The default PHP behavior is to use the hash md5
or sha1
of some values obtained at the time of ID generation:
- Client IP;
- Current time;
- Any random number (can be provided by an OS PRNG, such as
/dev/urandom
).
Is it possible to have a collision? Yes! As it is known, both MD5 and SHA1 are unsafe. But the goal is simply to make computationally expensive brute force attacks. So much so that in the case of PHP, there is no collision treatment.
In the case of implementing a data structure that aims to quickly search for values (such as Hash Table), this is not the best way. One should consider only the data itself in Hash. Otherwise, you will not be able to recover your data.
The implementation of collision treatment is mandatory in most cases, and it is up to you to decide which of the implementations to use. The collision treatment algorithm may or may not be suitable according to the nature of the operations to be carried out.
Possible Collision Handling in PHP
In the case of PHP, I believe that simply generating a new hash again is enough.

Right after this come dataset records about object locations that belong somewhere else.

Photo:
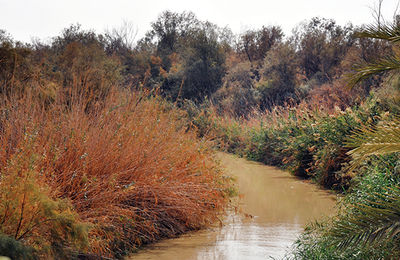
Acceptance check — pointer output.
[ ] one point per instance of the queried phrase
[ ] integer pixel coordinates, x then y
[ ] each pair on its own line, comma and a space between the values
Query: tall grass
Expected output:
102, 181
309, 142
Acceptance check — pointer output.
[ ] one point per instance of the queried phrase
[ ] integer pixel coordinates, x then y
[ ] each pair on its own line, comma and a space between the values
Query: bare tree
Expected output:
124, 35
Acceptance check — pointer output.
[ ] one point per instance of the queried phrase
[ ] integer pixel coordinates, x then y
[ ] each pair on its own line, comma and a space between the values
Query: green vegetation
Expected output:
105, 142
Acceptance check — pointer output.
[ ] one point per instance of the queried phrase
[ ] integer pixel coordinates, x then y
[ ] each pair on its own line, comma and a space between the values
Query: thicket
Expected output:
91, 167
104, 140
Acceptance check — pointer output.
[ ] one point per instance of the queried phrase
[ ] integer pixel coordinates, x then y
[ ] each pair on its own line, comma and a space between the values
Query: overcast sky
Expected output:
43, 19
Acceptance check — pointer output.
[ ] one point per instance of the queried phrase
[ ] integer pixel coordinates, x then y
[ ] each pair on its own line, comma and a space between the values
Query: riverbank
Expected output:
277, 206
99, 180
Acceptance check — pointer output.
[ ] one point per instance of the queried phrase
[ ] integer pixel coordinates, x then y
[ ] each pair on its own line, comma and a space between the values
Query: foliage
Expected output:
102, 181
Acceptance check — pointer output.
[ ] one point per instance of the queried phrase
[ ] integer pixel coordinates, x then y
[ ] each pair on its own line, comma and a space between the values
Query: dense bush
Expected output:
102, 181
375, 182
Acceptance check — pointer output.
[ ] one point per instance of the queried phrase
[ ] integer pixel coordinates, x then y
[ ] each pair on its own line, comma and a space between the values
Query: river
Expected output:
274, 207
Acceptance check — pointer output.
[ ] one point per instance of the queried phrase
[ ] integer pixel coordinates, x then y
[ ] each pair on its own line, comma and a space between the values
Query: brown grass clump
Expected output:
102, 181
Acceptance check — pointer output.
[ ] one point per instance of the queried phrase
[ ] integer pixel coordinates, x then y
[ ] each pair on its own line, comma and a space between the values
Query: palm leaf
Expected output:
362, 72
378, 140
388, 32
370, 224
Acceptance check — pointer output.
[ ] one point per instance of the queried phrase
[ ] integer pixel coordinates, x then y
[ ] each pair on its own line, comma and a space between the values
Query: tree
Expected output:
380, 221
321, 45
255, 44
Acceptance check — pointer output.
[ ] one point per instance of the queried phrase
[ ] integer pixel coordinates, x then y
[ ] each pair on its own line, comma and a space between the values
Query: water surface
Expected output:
274, 208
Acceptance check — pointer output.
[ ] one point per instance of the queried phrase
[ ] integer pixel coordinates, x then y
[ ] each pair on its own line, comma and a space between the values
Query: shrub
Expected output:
127, 169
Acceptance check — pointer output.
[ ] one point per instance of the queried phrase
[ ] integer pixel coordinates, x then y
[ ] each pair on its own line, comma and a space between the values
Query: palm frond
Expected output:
362, 72
373, 223
389, 32
379, 140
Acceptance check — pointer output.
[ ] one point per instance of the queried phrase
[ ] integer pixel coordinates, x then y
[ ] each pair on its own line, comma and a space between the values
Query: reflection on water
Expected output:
279, 205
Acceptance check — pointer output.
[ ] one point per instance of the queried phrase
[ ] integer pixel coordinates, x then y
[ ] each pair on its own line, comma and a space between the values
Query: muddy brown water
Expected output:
274, 207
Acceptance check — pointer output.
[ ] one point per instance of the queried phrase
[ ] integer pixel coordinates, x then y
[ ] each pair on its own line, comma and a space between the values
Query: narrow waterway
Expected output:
274, 208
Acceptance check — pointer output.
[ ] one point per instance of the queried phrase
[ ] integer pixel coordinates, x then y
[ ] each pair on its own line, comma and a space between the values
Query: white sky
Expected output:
43, 19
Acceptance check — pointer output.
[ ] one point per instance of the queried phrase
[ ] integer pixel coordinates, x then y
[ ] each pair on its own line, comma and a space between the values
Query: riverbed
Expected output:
273, 208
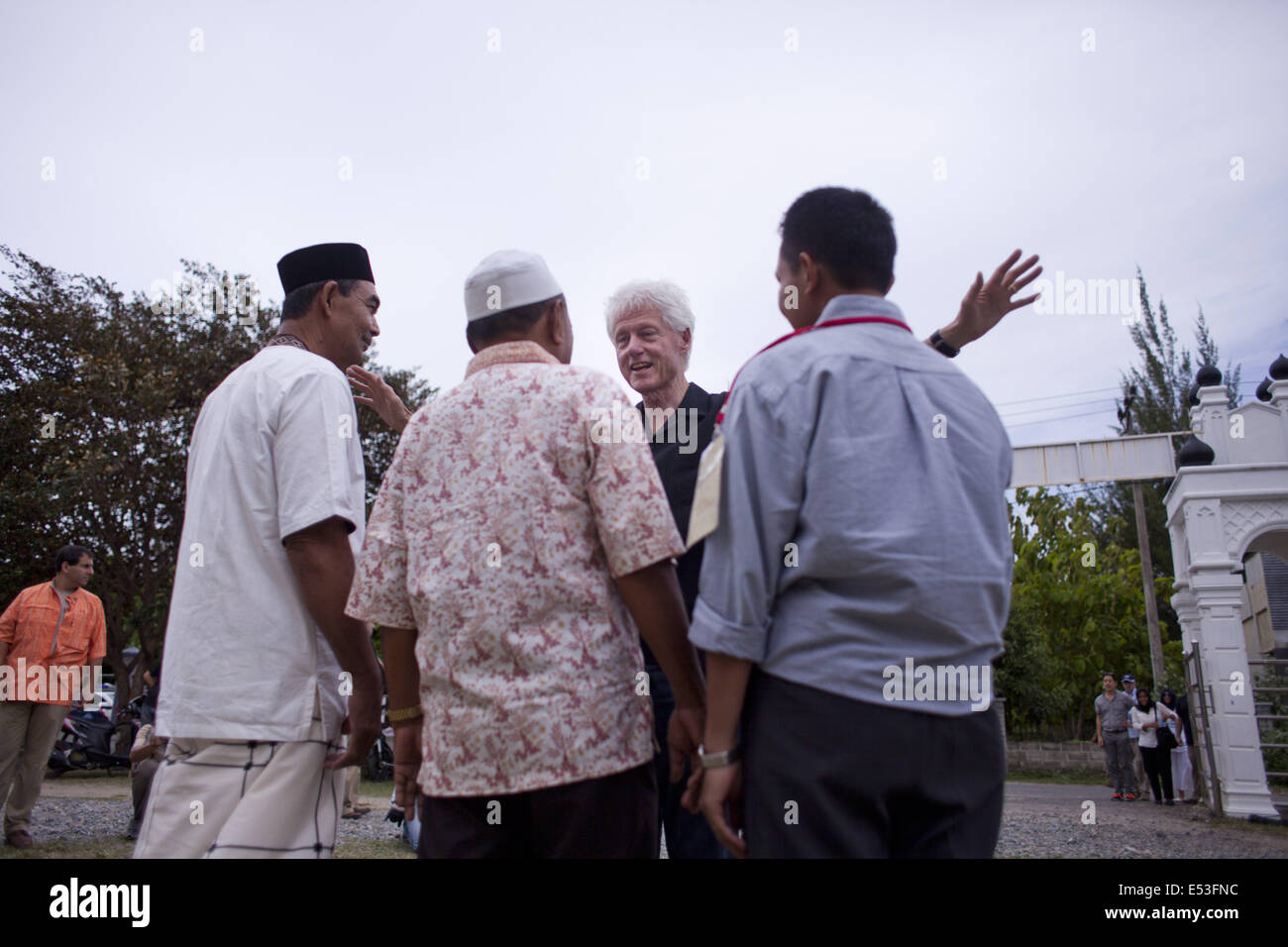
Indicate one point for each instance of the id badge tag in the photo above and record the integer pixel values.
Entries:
(704, 514)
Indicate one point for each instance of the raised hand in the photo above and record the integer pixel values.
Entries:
(986, 303)
(374, 392)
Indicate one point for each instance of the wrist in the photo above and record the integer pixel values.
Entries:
(954, 335)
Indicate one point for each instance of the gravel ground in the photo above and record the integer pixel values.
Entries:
(1044, 821)
(1039, 821)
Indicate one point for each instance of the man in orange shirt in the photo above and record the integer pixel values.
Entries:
(52, 638)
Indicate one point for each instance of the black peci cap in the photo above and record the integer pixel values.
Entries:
(323, 262)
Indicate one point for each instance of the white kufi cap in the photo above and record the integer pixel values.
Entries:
(507, 279)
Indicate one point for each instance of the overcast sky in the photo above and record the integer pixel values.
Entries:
(666, 140)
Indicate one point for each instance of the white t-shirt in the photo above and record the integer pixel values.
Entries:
(274, 450)
(1149, 738)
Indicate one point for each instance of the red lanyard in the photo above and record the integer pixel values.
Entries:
(848, 321)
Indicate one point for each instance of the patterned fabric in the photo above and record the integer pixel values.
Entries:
(497, 534)
(33, 630)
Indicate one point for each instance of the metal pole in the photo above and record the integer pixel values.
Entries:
(1146, 577)
(1146, 561)
(1207, 733)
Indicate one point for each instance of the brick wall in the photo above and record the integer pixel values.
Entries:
(1055, 757)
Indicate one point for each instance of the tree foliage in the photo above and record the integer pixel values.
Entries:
(1162, 381)
(1077, 609)
(98, 398)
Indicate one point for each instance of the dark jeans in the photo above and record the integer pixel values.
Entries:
(687, 834)
(1158, 762)
(832, 777)
(610, 817)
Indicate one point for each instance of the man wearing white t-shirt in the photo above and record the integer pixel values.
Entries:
(261, 657)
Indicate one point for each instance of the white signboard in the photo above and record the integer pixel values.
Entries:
(1138, 458)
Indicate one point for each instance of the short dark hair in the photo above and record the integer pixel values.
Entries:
(516, 321)
(846, 231)
(299, 299)
(71, 556)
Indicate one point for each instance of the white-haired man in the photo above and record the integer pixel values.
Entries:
(651, 324)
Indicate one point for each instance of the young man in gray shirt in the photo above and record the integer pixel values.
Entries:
(854, 591)
(1112, 715)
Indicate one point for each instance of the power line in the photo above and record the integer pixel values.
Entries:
(1093, 390)
(1057, 407)
(1048, 397)
(1063, 418)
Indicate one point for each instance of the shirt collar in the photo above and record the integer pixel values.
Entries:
(853, 304)
(509, 352)
(695, 397)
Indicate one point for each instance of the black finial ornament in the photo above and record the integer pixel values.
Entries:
(1194, 453)
(1209, 375)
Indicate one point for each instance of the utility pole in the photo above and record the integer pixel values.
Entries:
(1146, 564)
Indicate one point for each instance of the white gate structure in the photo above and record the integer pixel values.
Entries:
(1229, 497)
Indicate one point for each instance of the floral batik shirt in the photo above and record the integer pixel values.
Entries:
(497, 534)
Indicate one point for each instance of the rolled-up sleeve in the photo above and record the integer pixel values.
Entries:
(98, 635)
(312, 463)
(761, 487)
(378, 591)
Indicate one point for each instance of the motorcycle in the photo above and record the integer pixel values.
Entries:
(380, 761)
(91, 740)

This works because even though the client’s IP is still the same, the random number for sure (well... hopefully, right?) will change, and the time will probably change too. Then I see no reason to repeat the procedure until a collision does not occur.
I am not going to discuss the collision in the case of data because I believe it is not the domain of questioning.
Actually I have a numerical sequence based on TS along with 10 random numbers, but using md5 ends up creating the possibility of collision. That’s why I wanted to know
SESSION
. But thanks for the answer.– Papa Charlie
@Papacharlie Accidental MD5 collisions are very unlikely (while collisions intentional, i.e. malicious, are relatively simple to produce), since it is clear that the hashed data are distinct (this is the difficult part).
– mgibsonbr
@mgibsonbr Murphy’s Law... very unlikely means it will happen (rs). If there is collision I will not be able to get around the problem...
– Papa Charlie
A random UUID has 122 bits (<16 bytes, half of an MD5). If you generate a few tens of trillion of these in a year, the chance of a collision is roughly the same as if you were hit by a meteorite in that same period... I’m not going to guess anymore, because I don’t have enough knowledge to say anything safely, but in general I say that the distinct data hashes will also be distinct, even for a "broken" algorithm like MD5 (again, unless this collision was purposefully made).
– mgibsonbr